Another approach you can take is simply making it so a violent resolution does not lead the players to accomplish their goals as well.
Trying to get information about a big nasty with a cult, and the players decide to just murder all the cult members? Well, the players might be able to beat the cult in a fight, but not fast enough to prevent the cult from burning their sacred texts, and now you have to piece info together out of the ashes.
This is a difficult line to walk: you have to plausibly present that the outcome would have been better if they had negotiated or infiltrated, versus just "well the DM was never going to give us the text anyway". You also have to make sure you don't just lock off the plot because they fought.
You need a clear backup plan that's just annoying enough to make it clear putting a little more thought into your first approach could have saved a lot of time., and maybe a slight downgrade of the end result of the plot (time is classic here, maybe a couple people the party was expecting to save got sacrificed while the party was messing around).

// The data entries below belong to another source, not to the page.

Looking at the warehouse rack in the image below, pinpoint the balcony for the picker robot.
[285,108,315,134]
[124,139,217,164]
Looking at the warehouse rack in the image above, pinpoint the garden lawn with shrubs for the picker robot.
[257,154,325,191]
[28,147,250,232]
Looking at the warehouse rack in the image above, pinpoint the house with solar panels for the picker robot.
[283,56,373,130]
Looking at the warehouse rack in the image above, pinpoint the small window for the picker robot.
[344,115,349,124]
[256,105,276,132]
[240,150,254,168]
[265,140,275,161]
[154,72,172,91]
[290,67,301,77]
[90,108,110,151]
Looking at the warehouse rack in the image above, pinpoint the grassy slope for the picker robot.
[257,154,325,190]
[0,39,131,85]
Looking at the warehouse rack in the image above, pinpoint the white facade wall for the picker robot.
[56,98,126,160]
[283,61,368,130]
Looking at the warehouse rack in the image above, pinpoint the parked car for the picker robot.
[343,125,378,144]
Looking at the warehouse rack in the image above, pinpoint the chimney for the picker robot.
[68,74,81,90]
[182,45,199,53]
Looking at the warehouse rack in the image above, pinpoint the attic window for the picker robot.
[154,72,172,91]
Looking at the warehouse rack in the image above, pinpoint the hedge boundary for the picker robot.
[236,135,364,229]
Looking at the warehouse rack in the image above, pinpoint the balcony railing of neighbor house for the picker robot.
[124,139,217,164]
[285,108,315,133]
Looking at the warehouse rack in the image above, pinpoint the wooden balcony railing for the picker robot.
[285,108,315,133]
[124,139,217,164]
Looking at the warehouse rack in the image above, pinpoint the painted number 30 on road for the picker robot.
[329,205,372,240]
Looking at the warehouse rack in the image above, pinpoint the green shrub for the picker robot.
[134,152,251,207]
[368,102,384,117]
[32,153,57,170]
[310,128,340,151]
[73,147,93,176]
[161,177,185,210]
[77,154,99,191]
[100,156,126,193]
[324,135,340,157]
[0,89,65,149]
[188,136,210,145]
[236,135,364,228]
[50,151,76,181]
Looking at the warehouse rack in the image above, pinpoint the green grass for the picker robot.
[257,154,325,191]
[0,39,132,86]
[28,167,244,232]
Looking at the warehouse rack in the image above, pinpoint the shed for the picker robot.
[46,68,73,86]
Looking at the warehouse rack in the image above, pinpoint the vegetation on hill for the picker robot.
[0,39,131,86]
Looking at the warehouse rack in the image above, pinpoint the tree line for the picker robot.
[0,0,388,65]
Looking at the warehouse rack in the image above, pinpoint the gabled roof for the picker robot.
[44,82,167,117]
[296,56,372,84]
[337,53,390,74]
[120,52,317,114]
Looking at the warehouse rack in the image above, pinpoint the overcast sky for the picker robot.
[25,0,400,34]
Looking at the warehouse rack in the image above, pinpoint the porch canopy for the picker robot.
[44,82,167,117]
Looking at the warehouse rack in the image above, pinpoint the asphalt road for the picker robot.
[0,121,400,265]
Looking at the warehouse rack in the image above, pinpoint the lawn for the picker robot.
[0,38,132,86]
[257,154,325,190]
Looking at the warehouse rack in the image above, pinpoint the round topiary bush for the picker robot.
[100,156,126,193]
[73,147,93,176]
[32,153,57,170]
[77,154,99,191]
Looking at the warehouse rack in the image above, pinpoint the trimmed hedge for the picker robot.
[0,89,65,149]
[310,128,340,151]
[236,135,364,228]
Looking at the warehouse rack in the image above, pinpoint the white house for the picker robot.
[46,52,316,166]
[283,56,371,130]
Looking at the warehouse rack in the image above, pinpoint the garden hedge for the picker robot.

Technically the Mitflit has no penalty to its ability to see through a Lie: its Self-Loathing ability affects Will saves from Coerce, Demoralize, Make an Impression, and Request, and it's specifically flavored as self-loathing, so unless the bard is setting up the lie to attack their competence "You idiot, why are you attacking us? We're the emissaries sent by your boss" it doesn't really make sense to apply it. The flavor is very specifically that they're easy to bully because they hate themselves, so the bard nicely interacting with them doesn't work the same way.

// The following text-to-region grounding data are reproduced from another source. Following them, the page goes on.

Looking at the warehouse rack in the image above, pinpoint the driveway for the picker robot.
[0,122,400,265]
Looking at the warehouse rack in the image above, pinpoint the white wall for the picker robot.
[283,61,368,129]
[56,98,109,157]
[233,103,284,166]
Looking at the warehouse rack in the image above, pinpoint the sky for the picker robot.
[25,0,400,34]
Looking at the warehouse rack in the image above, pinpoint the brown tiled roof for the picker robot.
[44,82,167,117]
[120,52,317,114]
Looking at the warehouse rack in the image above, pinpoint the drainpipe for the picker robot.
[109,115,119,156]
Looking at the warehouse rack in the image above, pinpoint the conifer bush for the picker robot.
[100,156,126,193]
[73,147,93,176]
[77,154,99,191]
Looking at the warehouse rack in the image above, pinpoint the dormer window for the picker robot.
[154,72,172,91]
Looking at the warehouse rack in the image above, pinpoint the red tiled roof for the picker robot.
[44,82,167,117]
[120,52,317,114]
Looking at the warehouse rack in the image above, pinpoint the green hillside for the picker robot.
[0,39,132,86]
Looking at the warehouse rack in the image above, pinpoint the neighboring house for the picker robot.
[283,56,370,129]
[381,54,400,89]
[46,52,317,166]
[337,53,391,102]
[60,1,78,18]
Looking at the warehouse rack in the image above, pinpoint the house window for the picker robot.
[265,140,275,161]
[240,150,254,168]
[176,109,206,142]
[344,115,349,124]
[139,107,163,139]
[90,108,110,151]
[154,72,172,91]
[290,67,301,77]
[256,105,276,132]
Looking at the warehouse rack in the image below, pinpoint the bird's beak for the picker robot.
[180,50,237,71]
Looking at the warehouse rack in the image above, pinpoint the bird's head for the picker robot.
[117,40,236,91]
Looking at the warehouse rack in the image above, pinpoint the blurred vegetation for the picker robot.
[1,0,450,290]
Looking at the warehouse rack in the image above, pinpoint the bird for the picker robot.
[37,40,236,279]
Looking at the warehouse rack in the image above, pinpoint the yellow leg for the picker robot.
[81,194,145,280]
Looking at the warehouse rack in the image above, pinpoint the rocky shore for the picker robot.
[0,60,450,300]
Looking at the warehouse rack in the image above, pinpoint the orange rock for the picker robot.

From the Lie action block:
So ideally you'd just want to give them a large circumstance bonus for the pretty unbelievable lie, and let the dice decide.
Lie also has no Critical Success effect, the target either believes it or doesn't, so rolling particularly high above the DC doesn't do anything.
If the party does manage to succeed on the Lie with the circumstance bonus, I think TowardsTheFuture has it: you'd get a momentary cease-fire while they try and figure out what's going on, and the party would probably have to make additional lies to back it up. Going to check with the boss, resuming combat, and accepting your claims and doing what you tell them to might be on the table.